#ubuntu-de-l10n 2014-02-27
<Knulp1404> Guten Tag. :)
<Knulp1404> In welchem Channel kann man mir mit Tipps zu einem verkorksten dist-upgrade (14.04) weiterhelfen? Paket checkbox-ng blockiert und ich kriege es nicht gefixt...
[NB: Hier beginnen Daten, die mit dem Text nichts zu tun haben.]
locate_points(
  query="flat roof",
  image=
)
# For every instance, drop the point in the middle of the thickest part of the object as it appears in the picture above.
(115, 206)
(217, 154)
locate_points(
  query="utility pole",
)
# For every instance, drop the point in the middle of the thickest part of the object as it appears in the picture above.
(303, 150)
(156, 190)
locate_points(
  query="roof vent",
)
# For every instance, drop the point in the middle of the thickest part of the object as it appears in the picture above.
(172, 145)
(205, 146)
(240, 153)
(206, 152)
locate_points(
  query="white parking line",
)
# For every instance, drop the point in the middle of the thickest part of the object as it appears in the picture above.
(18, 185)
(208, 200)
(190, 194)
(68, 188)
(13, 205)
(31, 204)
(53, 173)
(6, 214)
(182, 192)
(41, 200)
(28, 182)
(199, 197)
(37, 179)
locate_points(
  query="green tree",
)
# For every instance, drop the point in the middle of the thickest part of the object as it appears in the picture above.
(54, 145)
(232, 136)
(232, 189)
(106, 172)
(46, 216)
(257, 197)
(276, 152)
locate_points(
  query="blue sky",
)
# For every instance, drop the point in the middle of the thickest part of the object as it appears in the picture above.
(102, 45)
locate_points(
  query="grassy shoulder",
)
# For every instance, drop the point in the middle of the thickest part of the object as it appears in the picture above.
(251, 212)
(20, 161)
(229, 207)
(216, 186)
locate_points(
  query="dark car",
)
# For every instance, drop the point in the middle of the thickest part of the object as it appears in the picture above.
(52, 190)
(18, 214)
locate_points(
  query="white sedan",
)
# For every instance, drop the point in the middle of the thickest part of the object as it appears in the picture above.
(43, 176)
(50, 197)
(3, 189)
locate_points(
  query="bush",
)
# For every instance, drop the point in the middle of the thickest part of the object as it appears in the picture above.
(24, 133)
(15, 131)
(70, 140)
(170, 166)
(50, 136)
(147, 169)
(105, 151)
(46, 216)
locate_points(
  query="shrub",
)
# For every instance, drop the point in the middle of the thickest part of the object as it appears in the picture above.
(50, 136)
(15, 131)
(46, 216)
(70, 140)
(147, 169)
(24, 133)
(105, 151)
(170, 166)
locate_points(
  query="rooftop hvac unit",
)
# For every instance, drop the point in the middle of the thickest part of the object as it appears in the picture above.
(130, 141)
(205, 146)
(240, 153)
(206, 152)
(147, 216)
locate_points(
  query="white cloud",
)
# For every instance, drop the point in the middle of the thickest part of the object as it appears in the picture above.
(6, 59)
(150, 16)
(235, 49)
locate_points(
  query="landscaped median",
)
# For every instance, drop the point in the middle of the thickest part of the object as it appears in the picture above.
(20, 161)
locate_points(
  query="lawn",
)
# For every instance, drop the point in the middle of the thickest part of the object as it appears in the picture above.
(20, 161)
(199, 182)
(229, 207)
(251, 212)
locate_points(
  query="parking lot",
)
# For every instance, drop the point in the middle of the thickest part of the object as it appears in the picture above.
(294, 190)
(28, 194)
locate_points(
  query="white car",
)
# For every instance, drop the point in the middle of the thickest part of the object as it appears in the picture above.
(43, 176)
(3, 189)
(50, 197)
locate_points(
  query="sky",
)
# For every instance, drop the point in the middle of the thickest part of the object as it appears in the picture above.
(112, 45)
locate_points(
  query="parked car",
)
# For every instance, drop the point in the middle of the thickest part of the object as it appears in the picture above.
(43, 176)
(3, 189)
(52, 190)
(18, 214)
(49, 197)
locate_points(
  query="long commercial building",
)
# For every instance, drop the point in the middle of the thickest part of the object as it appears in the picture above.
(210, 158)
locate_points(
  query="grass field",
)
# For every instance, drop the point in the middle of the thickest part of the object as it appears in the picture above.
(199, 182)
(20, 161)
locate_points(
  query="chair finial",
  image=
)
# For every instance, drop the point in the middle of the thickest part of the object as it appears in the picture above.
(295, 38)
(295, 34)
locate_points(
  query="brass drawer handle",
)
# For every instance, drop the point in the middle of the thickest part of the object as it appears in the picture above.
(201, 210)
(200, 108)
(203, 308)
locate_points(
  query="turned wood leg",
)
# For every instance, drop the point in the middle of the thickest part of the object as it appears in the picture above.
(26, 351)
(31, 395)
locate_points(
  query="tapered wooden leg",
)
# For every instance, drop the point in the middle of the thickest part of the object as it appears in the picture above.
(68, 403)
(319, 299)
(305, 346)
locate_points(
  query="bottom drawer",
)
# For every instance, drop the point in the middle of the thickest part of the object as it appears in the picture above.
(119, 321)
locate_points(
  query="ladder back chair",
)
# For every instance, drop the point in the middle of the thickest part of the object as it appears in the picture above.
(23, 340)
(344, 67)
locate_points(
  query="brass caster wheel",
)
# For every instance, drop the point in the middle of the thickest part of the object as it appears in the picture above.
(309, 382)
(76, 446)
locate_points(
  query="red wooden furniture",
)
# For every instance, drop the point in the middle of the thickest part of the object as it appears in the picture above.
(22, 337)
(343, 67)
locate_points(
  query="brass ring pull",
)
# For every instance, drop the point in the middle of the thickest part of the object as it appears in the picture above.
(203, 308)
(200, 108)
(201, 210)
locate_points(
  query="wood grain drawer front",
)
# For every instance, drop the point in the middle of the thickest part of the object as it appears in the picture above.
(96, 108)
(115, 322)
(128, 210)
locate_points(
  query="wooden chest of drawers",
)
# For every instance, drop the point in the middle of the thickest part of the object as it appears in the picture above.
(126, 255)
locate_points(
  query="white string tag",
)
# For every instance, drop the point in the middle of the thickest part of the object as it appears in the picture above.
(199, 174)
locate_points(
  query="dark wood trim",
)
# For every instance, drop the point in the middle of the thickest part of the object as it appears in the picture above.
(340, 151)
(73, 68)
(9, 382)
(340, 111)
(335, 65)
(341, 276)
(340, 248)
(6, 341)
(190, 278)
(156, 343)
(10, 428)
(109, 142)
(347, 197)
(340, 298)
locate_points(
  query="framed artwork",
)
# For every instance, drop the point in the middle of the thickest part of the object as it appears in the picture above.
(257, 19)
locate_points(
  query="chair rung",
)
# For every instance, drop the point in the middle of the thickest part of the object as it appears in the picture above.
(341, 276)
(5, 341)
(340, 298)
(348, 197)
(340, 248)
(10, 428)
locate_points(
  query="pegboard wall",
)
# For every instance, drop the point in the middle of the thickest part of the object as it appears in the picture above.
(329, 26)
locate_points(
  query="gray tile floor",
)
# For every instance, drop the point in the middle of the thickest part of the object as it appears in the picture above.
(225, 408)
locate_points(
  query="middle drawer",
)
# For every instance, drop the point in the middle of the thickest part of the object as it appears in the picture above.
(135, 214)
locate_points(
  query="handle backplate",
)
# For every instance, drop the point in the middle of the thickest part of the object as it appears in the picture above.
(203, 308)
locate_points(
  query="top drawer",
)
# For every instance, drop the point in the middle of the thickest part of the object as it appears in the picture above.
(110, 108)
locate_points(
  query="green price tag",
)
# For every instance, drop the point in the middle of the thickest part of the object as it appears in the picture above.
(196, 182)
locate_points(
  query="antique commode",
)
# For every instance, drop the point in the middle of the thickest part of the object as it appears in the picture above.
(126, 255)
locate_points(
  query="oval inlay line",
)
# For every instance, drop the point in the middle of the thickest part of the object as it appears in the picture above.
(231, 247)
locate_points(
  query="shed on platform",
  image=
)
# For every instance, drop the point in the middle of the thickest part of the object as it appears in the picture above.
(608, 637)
#ubuntu-de-l10n 2014-03-02
<phillip> hallo docjuhnk
<docjuhnk> Hallo
<docjuhnk> Liegt die Stille am Karnevalswochenende?
<phillip> öhhm nö
<docjuhnk> O.k. wusste nicht wirklich, wie viele Leute und wie regelmäßig hier teilgenommen wird
<phillip> sind gerade nicht so viele  Übersetzer
<phillip> waren mal mehr
<phillip> also wenn du irgendwelche Fragen hast frage ;)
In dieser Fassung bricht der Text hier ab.